Vous vous rappelez l’énorme faillite du changeur Bourmont.

MON PÈRE.

Si je me rappelle ! j’y étais pour quelque chose.

LE PRIEUR.

Tant mieux !

MON PÈRE.

Pourquoi tant mieux ?

LE PRIEUR.

C’est que, si j’ai mal fait, ma conscience en sera soulagée d’autant. Je fus nommé syndic des créanciers. Il y avait parmi les effets actifs de Bourmont un billet de cent écus sur un pauvre marchand grènetier son voisin.
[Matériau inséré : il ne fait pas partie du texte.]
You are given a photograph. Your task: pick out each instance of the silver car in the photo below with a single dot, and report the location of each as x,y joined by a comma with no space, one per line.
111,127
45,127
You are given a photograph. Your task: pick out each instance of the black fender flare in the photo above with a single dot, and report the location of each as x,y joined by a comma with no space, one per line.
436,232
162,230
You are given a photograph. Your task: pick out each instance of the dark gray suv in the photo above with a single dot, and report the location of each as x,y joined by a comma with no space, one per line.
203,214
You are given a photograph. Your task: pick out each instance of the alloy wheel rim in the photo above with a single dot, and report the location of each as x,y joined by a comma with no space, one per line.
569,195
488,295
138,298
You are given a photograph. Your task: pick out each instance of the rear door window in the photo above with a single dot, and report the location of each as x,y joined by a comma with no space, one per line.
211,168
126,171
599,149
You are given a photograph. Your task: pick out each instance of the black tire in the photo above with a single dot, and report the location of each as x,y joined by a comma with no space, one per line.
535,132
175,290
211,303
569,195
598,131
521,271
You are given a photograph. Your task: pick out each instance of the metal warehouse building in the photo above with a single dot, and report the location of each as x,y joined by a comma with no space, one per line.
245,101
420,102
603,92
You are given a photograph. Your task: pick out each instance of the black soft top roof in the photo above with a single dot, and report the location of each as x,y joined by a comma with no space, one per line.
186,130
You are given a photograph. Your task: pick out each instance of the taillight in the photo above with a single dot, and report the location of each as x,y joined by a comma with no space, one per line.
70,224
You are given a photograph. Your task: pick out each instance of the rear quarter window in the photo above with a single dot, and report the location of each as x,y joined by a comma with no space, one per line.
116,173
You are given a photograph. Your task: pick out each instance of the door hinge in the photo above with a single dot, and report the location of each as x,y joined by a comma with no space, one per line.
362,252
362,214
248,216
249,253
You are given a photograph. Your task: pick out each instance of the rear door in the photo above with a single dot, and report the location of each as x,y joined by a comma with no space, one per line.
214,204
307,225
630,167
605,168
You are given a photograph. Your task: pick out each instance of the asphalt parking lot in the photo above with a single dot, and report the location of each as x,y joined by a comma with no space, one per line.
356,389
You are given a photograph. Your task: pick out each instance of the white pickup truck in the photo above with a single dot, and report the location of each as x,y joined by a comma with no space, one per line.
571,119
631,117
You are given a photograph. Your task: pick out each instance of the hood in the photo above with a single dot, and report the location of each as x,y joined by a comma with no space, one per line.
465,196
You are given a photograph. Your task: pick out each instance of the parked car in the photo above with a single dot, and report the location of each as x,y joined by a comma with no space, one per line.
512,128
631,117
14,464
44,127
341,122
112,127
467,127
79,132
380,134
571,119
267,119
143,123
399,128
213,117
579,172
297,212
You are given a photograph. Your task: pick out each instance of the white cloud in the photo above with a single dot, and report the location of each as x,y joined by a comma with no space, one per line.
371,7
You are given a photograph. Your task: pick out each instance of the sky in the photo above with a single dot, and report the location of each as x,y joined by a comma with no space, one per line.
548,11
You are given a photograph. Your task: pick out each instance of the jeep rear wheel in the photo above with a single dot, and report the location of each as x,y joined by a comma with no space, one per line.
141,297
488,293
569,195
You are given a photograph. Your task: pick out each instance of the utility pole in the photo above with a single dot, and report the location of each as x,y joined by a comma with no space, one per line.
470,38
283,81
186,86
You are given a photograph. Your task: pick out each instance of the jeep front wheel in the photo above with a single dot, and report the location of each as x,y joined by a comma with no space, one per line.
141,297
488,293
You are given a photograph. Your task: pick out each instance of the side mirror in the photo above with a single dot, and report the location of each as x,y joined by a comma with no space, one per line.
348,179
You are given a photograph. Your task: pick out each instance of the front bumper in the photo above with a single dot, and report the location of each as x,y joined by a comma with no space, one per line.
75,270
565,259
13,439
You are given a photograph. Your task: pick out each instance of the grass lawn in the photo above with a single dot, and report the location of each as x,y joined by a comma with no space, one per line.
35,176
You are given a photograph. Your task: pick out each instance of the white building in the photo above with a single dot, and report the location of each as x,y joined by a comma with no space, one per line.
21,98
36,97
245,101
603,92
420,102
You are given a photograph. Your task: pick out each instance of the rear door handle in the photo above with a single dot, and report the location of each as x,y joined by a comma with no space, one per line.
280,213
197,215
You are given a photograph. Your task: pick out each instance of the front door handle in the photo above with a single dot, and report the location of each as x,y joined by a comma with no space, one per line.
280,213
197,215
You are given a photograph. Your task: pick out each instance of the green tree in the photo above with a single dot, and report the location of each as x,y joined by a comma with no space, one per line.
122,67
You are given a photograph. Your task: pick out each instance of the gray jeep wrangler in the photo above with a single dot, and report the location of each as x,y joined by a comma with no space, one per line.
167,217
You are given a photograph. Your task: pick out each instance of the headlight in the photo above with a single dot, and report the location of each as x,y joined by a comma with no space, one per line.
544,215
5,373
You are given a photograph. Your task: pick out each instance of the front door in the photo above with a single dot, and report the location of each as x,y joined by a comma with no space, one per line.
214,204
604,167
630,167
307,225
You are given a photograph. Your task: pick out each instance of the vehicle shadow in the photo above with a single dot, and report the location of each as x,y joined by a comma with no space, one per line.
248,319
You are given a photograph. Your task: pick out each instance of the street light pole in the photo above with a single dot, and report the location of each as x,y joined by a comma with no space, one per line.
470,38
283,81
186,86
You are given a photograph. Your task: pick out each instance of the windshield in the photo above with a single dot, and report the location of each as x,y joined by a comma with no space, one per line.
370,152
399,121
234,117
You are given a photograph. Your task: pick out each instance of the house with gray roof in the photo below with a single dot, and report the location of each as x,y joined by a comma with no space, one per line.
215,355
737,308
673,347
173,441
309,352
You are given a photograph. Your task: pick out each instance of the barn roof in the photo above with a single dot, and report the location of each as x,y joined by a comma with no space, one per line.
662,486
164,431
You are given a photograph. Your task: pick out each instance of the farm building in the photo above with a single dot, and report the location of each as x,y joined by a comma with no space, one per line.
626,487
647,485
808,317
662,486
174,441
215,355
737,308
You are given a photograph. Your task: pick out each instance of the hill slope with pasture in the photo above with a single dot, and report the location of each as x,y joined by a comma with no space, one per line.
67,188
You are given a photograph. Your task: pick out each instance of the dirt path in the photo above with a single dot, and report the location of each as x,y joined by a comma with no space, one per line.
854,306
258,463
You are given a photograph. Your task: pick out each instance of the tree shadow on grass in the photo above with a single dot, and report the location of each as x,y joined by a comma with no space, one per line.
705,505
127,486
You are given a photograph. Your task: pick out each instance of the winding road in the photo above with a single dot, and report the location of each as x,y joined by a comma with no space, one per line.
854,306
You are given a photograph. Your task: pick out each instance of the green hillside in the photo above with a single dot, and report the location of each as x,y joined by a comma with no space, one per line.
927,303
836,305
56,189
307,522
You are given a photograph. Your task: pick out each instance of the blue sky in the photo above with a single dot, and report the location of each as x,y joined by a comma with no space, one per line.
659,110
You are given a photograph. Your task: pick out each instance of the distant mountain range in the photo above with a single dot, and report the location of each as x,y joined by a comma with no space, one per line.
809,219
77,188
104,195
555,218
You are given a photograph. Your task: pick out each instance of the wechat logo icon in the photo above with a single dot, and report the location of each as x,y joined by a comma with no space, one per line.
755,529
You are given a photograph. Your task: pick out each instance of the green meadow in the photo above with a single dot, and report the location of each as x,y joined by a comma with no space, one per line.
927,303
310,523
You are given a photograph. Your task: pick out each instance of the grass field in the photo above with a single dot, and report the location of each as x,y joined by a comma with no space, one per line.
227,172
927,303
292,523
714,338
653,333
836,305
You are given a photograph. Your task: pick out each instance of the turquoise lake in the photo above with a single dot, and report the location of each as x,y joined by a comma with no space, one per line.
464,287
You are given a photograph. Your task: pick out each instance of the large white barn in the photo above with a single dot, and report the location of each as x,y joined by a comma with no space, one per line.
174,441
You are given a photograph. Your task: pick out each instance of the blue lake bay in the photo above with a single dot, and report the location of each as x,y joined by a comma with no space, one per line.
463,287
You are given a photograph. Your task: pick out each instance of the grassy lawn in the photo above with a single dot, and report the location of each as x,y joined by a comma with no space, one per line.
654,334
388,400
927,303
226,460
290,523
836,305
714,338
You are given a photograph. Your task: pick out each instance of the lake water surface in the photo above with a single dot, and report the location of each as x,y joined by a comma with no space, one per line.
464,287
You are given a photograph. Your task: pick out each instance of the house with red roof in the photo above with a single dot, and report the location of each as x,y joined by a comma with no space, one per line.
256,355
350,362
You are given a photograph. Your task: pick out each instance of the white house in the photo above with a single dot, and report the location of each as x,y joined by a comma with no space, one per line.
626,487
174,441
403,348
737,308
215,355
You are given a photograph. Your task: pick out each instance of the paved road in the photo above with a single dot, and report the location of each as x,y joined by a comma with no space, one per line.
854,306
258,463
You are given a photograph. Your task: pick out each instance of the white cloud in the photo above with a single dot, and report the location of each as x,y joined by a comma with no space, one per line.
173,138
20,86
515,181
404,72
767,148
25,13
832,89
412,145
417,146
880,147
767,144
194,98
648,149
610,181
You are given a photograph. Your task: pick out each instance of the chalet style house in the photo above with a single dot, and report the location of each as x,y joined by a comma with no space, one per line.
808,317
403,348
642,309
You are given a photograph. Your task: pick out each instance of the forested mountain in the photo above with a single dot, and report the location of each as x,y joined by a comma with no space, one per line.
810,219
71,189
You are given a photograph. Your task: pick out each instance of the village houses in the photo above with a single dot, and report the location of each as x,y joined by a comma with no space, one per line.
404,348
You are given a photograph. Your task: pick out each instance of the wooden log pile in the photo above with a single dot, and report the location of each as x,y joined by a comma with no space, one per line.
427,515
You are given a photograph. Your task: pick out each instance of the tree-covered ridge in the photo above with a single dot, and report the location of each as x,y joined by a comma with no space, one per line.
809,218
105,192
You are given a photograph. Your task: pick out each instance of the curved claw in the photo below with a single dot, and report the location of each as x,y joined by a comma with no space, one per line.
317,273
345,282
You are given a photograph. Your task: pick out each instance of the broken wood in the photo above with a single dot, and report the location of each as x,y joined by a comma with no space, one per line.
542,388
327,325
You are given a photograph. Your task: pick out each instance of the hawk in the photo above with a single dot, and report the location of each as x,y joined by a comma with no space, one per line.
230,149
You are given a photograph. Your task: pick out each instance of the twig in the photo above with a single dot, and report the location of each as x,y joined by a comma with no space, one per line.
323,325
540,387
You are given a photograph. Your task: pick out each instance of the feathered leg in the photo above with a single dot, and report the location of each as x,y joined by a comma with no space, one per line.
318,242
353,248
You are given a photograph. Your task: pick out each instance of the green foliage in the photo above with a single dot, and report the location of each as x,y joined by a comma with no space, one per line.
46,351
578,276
Ce billet, partagé au prorata de la multitude des créanciers, n’allait pas à douze sous pour chacun d’eux ; et exigé du grènetier, c’était sa ruine. Je supposais.

MON PÈRE.

Que chaque créancier n’aurait pas refusé 12 sous à ce malheureux ; vous déchirâtes le billet, et vous fîtes l’aumône de ma bourse.

LE PRIEUR.

Il est vrai ; en êtes-vous fâché ?

MON PÈRE.

Non.

LE PRIEUR.

Ayez la bonté de croire que les autres n’en seraient pas plus fâchés que vous ; et tout sera dit.

MON PÈRE.

Mais, monsieur le prieur, si vous lacérez de votre autorité privée un billet, pourquoi n’en lacérerez-vous pas deux, trois, quatre ; tout autant qu’il se trouvera d’indigents à secourir aux dépens d’autrui ? Ce principe de commisération peut nous mener loin, monsieur le prieur : la justice, la justice…

LE PRIEUR.

On l’a dit, est souvent une grande injustice.